---Technical improvements
-Postmortem of OTF-001
While preparing a major Tails release based on a new version of Debian, for example, Tails 7.0, we will look for Perl code included in Tails that modifies @INC in a dangerous way. (#19627)
Furthermore, we now automatically check for potentially vulnerable Mite code and fail the build if we find any.
-Postmortem of OTF-002 (#20719 and !1911)
Our CI now ensures that all our custom Python software runs in isolated mode.
-Postmortem of OTF-003 (#20711 and !1979)
Our sudo configuration is now generated from a higher-level description, which has safer defaults and demands explanations when diverging from them.
-Postmortem of OTF-004 (#20817 and !2040)
Our CI now ensures that we don't write software that does unsafe .desktop file lookup.

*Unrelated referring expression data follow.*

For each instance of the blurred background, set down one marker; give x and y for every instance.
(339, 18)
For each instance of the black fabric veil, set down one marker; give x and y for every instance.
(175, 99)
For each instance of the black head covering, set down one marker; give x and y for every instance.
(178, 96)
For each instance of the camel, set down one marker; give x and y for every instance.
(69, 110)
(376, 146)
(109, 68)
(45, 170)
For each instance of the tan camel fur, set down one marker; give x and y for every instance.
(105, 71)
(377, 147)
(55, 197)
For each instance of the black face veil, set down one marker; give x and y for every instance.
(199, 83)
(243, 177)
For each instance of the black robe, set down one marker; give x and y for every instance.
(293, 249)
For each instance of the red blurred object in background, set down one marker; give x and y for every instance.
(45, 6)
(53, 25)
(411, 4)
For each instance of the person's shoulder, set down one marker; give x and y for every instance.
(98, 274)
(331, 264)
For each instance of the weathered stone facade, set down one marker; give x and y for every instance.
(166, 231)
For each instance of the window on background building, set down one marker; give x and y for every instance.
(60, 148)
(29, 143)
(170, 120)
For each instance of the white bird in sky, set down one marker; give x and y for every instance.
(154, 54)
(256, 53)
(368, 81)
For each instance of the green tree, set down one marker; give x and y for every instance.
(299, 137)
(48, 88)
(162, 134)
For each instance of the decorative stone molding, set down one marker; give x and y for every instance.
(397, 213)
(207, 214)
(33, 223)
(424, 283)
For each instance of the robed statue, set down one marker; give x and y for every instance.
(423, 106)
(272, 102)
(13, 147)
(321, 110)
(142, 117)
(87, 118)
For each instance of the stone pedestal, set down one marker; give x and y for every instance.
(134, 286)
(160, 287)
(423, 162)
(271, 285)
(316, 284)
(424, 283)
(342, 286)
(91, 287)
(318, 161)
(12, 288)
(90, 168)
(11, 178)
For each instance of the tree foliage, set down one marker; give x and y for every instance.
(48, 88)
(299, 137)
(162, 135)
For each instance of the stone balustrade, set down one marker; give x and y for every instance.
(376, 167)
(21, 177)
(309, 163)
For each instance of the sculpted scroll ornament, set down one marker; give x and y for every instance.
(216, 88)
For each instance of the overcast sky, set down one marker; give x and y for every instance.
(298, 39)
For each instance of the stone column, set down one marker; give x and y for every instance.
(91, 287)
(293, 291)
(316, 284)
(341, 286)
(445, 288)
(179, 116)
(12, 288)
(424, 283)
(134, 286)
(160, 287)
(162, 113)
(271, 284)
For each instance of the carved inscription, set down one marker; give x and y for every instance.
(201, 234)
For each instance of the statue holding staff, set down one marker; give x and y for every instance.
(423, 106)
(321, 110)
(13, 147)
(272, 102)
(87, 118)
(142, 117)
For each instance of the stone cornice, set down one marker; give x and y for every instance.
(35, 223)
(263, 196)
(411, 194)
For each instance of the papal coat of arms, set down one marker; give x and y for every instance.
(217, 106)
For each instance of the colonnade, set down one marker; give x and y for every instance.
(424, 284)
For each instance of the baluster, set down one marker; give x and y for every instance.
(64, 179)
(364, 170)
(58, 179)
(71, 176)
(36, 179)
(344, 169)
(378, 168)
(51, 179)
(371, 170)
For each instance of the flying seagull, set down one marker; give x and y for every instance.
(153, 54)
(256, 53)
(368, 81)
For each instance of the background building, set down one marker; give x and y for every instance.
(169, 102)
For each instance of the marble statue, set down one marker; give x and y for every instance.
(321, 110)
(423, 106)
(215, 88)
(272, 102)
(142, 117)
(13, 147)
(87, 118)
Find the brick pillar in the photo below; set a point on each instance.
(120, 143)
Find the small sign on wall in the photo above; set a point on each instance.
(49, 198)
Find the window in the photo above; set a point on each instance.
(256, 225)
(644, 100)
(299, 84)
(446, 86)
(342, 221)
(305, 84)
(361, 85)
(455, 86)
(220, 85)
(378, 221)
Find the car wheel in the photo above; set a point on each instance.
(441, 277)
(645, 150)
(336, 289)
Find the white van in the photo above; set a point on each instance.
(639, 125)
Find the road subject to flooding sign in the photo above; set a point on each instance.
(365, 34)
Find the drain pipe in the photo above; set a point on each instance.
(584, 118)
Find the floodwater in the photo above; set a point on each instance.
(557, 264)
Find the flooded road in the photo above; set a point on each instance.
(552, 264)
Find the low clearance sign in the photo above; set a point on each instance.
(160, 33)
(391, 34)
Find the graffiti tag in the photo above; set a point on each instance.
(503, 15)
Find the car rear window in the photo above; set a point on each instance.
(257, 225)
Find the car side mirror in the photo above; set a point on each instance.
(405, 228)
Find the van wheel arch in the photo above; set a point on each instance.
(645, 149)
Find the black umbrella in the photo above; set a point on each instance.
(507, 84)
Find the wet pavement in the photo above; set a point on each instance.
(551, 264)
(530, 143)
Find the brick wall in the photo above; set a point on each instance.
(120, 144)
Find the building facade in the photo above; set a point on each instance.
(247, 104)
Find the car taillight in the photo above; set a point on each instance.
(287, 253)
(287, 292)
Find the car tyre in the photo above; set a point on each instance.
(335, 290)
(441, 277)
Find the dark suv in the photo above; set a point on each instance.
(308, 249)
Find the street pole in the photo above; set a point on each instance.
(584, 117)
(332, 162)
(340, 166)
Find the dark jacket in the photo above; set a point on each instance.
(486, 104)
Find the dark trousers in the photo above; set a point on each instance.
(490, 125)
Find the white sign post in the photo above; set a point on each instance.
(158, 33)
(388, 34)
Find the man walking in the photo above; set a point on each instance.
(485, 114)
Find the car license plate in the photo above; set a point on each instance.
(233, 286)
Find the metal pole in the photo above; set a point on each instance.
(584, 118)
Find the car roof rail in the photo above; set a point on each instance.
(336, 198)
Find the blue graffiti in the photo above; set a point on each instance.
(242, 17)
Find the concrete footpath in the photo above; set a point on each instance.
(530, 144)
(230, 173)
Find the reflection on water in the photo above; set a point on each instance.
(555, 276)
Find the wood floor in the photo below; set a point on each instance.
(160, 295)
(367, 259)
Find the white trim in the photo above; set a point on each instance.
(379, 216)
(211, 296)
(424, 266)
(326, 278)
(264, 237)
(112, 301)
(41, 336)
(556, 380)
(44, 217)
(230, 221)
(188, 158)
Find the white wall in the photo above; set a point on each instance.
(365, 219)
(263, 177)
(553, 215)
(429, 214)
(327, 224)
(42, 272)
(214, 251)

We will also periodically audit the configuration of onion-grater, our firewall for the Tor control port. (#20821)
---Policy and culture improvements
During the audit, we noticed that we lacked a policy about when we should make confidential security issues public.
This was problematic because:
-We have sometimes been too secretive. As a temporary measure, this protected our users by erring on the safe side. But, without a disclosure process, we were not meeting our own standards for transparency and openness to third-party reviews.
-Different team members were working with different assumptions, which caused communication issues.
To have better guidelines for confidentiality and disclosure, we created our security issue response policy, based on the policy of the Tor Project's Network Team.
We will be more intentional about when it's worth the effort and risk to do large code refactoring.
While refactoring is necessary for a healthy software development process, this postmortem showed that large refactoring can also introduce security vulnerabilities.
When changing security-sensitive code, such as our sudo configuration or any code that elevates privileges, we now require an extra review focused on security.
We will communicate about security issues more broadly within our team when we discover them so that every team member can learn along the way.